Before the internet and social media, T-shirts were the medium of choice to get a message across.
More than just a wearable meme, these graphic-focused T-shirts, created with direct involvement from Jake and the riders, are a snapshot of the bold, offbeat, and brazen statements and campaigns of their time.
Check out some of our favorite early Burton T-Shirts.
Hang Man (1997)
A classic word game meets the era of “skiers vs. snowboarders” media frenzy on this 1997 notebook-inspired T-shirt, leaving the opposition hanging in the wind.
Priorities Life Raft (1998)
Not quite your classic “what to bring to a desert island” proposition. More a friendly 1998 PSA to keep tray tables up, seatbelts on— and in case of an emergency, your priorities straight.
Sub Pop Burton Logo (1993)
From Nirvana to Soundgarden, it sounded like every influential 90’s was on Sub Pop records. With a logo that good, this 1993 T-shirt asked, why not Burton?
Freestyle legend and Burton rider Jeff Brushie loved Mcdonald's so much that we put him on the menu in 1993. Unfortunately, Ronald didn't like this shirt as much as Jeff liked them and ordered a cease and desist. Sadly, we don’t serve those.
Madonna's Diary (1993)
When Madonna made headlines with her “Sex” book, we knew this diary entry was primed for a Mad Libs-styled parody— this "design" ran on a T-shirt and stickers and was even a full-blown ad campaign back in 1993.

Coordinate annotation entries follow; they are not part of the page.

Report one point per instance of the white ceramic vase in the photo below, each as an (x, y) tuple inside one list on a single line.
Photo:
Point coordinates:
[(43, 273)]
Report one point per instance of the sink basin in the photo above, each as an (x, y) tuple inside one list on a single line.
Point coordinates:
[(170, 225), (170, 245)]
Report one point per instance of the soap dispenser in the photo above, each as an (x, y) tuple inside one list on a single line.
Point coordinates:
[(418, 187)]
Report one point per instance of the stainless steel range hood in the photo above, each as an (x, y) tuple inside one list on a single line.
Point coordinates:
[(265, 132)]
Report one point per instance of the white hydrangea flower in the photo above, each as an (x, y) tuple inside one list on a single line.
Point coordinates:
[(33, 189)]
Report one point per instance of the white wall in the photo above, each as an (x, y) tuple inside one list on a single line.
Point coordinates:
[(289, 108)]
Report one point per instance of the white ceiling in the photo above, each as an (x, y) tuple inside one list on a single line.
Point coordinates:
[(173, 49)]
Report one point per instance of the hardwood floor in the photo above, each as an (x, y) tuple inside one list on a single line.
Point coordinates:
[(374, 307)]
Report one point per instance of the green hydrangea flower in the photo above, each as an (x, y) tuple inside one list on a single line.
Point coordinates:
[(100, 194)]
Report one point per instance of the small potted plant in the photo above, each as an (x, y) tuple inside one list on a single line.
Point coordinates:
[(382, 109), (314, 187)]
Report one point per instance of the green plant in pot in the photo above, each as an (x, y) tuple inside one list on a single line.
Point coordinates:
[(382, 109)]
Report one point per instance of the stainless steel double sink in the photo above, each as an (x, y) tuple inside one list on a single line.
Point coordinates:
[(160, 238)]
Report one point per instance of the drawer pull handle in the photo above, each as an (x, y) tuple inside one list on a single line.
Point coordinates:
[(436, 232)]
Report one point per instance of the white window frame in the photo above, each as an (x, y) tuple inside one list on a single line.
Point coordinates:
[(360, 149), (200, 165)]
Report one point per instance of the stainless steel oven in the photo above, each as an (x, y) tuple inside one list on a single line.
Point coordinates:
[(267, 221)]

A Jake and Craig brainstorm that rocked a national monument and proved that Keith (Duck Boy) Wallace, Jason Ford, Jeff Brushie, and Craig Kelly all endorse riders that Rush More.
Time's "Worst New Sport" (1992)
Skiing’s “Sleek precision” vs snowboarding’s “raging hormones” was Time Magazine’s jab at sensationalizing this “breezy fad.” The shirt made it into the “Dear Rider” documentary— who needs a “cold shower” now?
Don't Forget To Brushie (1991)
Two minutes in the morning and before bed is all it takes to tweak out the cleanest food grabs. Keep your style healthy, stick out your tongue, and don’t forget to Brushie.
This round-up of off-beat, inventive, and iconic T-shirt designs represents a wearable time capsule for the Burton brand. Decades later, styles and attitudes may have changed, but Burton still makes the classic cotton T-shirt.